After some rounds of discussion with Cherry (cherry@) we finally came to the
conclusion that R-B Tree would be a good clean way to re-implement the static
array implementation for maintaing segments that is currently done in
uvm. Specifically the segment information loaded by uvm_page_physload() and
the handling of segment related information as done by the new uvm_physseg.c
API.

This post is about the reasoning and the rationale of why we finally decided
to use R-B Tree as the backing structure for implementing hotplug in uvm.

I have always been fascinated by Trees (both physical and logical), and when I
got introduced to the concept of “Binary Trees” in my undergrad days back in
college I just fell in love with the data structure, the traversal of nodes in
different ways, the recursive nature in which you could access information and
the fact that almost all operations take roughly O(log (n)). Red-Black Trees[1]
is a specific implementation of Binary Trees that is self-balancing.

Add to this NetBSD comes with a wonderful API that implements this R-B Tree[2]
called rbtree(3). It comes as a part of the standard C Library. Other than the
the obvious properties of a R-B Tree, what are the reasons we went for this data
structure instead of something like Lists for example.

In no particular order here are some of our thoughts

  • We no longer have to worry about maintaining a Sorted Order, In-order
    traversal of the R-B Tree always results in sorted order retrival. What makes
    this easier is the macro provided by the API RB_TREE_FOREACH() which goes
    through each of the node in sorted order.

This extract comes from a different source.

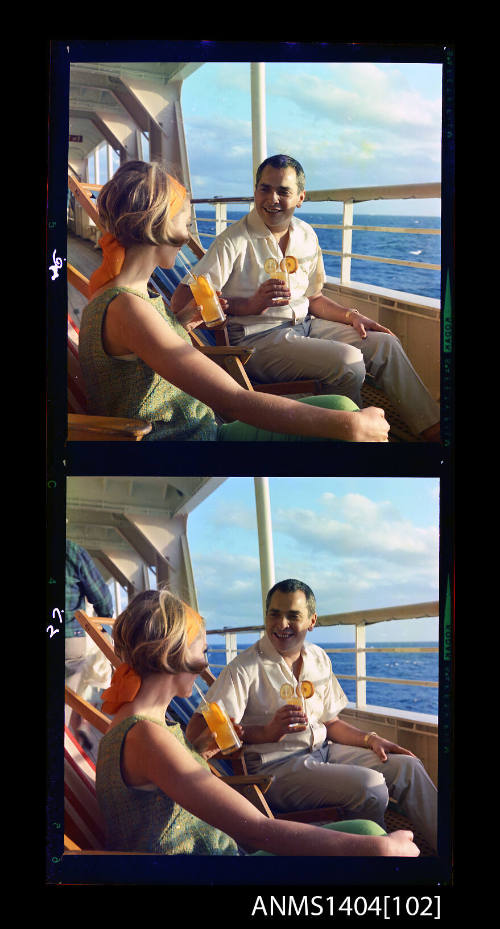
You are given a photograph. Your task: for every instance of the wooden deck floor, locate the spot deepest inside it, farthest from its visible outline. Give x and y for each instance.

  • No more multiple strategies for maintaining the segments. The current one
    provides 3 seprate strategies RANDOM, BSEARCH and CONTIG depending on how
    you want to keep the segments. With the choice of R-B Tree implementation, all of
    the strategies would boil down to BSEARCH.

  • Lesser code clutter, since we are now dependent on the R-B Tree API to do the
    inserts / removals / retrievals, we do not need to worry about writing loops and
    code to maintaining and managing the data structure itself, hence making a
    reliable and robust code base which is less prone to errors.

  • Neat and clean API, compared to queue(3) and tree(3), the rbtree(3) API is
    cleaner and neater to read and to implement.

However these advantages are not without a challenge

  • The current handle for accessing segment is the index of the array
    vm_physmem[] which is of type int. For R-B Tree the proposed equivalent
    handle would be struct vm_physseg *, this also means “loops” that were created
    for iterating the array would be needed to re-written carefully so as not to
    break the system.

  • Inorder to ease the transition, we intend to introduce a new abstraction for
    the above mentioned handle called uvm_physseg_t which will be a typedef over
    the existing handle and then introduce enough utility functions that can help
    replace the current assumed properties of the int type which are used in
    various sections through uvm.

  • Since we are modifying a fundamental part of the Operating System, this
    implies every single architecture port of NetBSD (which is 78 at the time of
    writing this) varying from Grandpa’s Atari ST to x86 / amd64 need to be worked
    on and that is no easy task. Cherry will be more into fixing the MD specific
    part of these ports. He once compared this task to “Yak Shaving”.

  • Eventually when the system is a go, will it perform as competitive as the
    current system? Of course sorting an array is O(n log(n)), and retrieval is
    O(log (n)) when sorted. Can the R-B Tree model meet up with these performance in
    a head on head benchmark?

More to details to come soon as we progress.